00:23The tragedy of this family really just moved me a lot and there was something about
00:30the way we try to constantly protect, bond with the family members and the idea that
00:40once you've destroyed something in your family, do you have a second chance to rebuild it?
00:46And that is something that I find very interesting and moving and also the idea of
00:53having a project together and in that case it's like going very far away from what you are and
00:59to try to sort of reconnect with something that's been broken is something that really moved me.
01:05Woody, why did you say yes to this movie?
01:07Just everything about Succo Island was amazing to me. The script, usually I'm like,
01:14how many pages are left?
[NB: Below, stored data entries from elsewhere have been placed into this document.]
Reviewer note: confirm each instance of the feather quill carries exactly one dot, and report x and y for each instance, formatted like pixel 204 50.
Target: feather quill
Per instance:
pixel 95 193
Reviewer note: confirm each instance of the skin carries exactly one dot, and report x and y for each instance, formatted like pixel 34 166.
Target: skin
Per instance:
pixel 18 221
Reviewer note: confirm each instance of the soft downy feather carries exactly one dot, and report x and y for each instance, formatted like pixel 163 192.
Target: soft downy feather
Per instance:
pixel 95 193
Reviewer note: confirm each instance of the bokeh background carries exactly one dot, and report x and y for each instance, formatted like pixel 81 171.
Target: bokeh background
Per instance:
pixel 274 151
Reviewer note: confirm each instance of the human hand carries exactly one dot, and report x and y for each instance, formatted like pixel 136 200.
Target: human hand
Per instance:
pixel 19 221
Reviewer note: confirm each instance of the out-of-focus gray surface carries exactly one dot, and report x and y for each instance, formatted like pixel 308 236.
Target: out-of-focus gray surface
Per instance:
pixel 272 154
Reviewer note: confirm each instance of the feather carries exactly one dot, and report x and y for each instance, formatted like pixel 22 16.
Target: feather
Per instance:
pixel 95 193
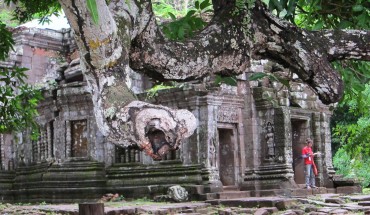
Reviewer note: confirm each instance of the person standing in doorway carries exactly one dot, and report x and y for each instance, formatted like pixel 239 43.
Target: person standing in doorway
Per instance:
pixel 308 155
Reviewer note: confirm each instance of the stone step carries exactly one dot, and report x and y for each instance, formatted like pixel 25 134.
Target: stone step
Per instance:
pixel 364 203
pixel 251 202
pixel 233 194
pixel 230 188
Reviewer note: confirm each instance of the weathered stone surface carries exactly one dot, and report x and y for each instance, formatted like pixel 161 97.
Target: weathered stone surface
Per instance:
pixel 247 128
pixel 261 211
pixel 334 200
pixel 364 203
pixel 358 198
pixel 338 211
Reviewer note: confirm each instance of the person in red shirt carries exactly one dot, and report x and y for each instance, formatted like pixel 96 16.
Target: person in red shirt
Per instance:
pixel 308 155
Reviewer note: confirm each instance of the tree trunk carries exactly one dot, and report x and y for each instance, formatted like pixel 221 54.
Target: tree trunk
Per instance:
pixel 127 36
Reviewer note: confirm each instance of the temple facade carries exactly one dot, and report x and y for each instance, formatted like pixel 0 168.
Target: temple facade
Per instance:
pixel 249 136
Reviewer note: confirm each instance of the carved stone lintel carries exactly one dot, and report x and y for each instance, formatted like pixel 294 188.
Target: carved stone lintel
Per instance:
pixel 227 114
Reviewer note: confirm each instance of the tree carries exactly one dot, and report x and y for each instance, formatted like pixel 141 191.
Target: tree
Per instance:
pixel 18 100
pixel 116 36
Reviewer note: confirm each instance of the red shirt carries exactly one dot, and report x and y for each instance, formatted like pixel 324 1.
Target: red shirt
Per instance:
pixel 307 150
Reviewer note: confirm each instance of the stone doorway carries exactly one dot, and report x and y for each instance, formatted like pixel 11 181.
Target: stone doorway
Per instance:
pixel 227 155
pixel 300 131
pixel 79 138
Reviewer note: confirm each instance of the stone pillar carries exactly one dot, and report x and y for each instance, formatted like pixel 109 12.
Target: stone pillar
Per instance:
pixel 209 144
pixel 68 140
pixel 327 163
pixel 318 146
Can I stop? But I didn't want to stop reading. It really drew me in. I
01:21thought it was well balanced with the tragedy and the more lighthearted moments. I think it was
01:27just an amazing experience as well.
01:29It's funny, as I was writing the script, I just had this one belief which was like,
01:36the kid in the movie has to go through such hard emotion that I wanted a young actor who had
01:46a high level of experience, which isn't the case of young people so much. And I
01:56accidentally went to the theater to see, well not accidentally, but it was during COVID,
02:00and I went to see a screening in Paris of Come on, Come on by Mike Mills. And I was just blown
02:07away by Woody's performance, to be honest. I just thought he was just so vulnerable and young,
02:12but also just so mature. And I think at the time you were like 12?
02:15Younger. I was nine.
02:16He was nine. And then with Swan, he's also just, it is very hard not to have,
02:23feel empathy for him. There's something where you forgive him almost everything. And so I thought,
02:28because the part is so tough and the father is getting his son through such horrible things,
02:36it'd be interesting to have Swan. Well, I knew his work. In France, he's very famous.
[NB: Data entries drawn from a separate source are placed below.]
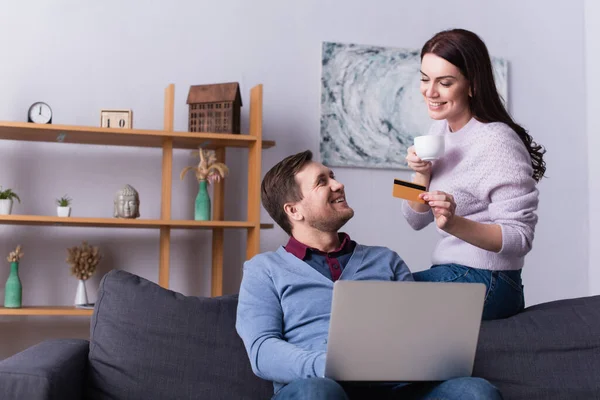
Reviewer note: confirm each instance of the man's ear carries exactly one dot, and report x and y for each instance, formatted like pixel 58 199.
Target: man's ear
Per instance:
pixel 292 211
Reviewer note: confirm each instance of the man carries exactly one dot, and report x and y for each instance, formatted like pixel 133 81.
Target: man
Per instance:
pixel 285 297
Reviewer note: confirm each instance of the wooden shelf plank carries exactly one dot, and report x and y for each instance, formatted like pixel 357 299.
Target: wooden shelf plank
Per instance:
pixel 122 137
pixel 46 310
pixel 45 220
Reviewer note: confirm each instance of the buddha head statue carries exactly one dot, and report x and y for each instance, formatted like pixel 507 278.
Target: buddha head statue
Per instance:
pixel 127 203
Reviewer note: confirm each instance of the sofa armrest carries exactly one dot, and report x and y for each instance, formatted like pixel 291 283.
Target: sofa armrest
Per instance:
pixel 53 369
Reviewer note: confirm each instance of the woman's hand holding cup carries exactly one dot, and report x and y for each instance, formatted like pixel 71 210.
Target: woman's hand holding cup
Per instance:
pixel 416 164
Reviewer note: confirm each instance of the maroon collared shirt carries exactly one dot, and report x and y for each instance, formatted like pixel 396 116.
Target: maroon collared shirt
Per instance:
pixel 330 264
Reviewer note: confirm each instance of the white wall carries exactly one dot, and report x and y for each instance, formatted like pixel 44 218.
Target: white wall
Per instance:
pixel 592 79
pixel 80 58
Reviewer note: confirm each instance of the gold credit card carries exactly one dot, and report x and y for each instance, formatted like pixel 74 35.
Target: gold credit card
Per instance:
pixel 408 190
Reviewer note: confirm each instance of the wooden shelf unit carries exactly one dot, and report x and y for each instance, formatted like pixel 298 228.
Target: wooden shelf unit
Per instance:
pixel 167 139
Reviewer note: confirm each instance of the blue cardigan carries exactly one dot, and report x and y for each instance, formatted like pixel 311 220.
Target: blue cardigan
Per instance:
pixel 284 309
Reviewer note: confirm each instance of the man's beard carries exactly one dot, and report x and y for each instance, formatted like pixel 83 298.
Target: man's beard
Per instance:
pixel 332 224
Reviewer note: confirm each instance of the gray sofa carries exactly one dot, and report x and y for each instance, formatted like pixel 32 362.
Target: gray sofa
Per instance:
pixel 150 343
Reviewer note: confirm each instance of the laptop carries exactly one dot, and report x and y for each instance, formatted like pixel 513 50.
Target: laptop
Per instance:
pixel 403 331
02:41And then it just happened that I saw a screening of Anatomy of the Fall,
02:44but as I was going to ask him to play the part, and then as he said, yes, and then we had to
02:50push the shoot because he needed three months to get ready to prepare, to speak English language
02:58and everything, and to prepare for the part. Suddenly the whole sexy lawyer thing happened,
03:03and it was just really, really funny.
03:05From Come on, Come on, was there anything that was really hard?
03:08I think the hardest thing was working with Joaquin, because I respect him so much. I'm
03:12such a big fan of it. But he made it as easy as he could. And he made it really,
03:18really easy. But just sometimes it would be a bit threatening working with Joaquin Phoenix,
03:21because he's like so amazing at what he does. And I hadn't really worked before. I was like
03:27nine or 10. I've been working for like five years up to that point. I'd never really done
03:32a film that big. So it was just a lot of learning as well.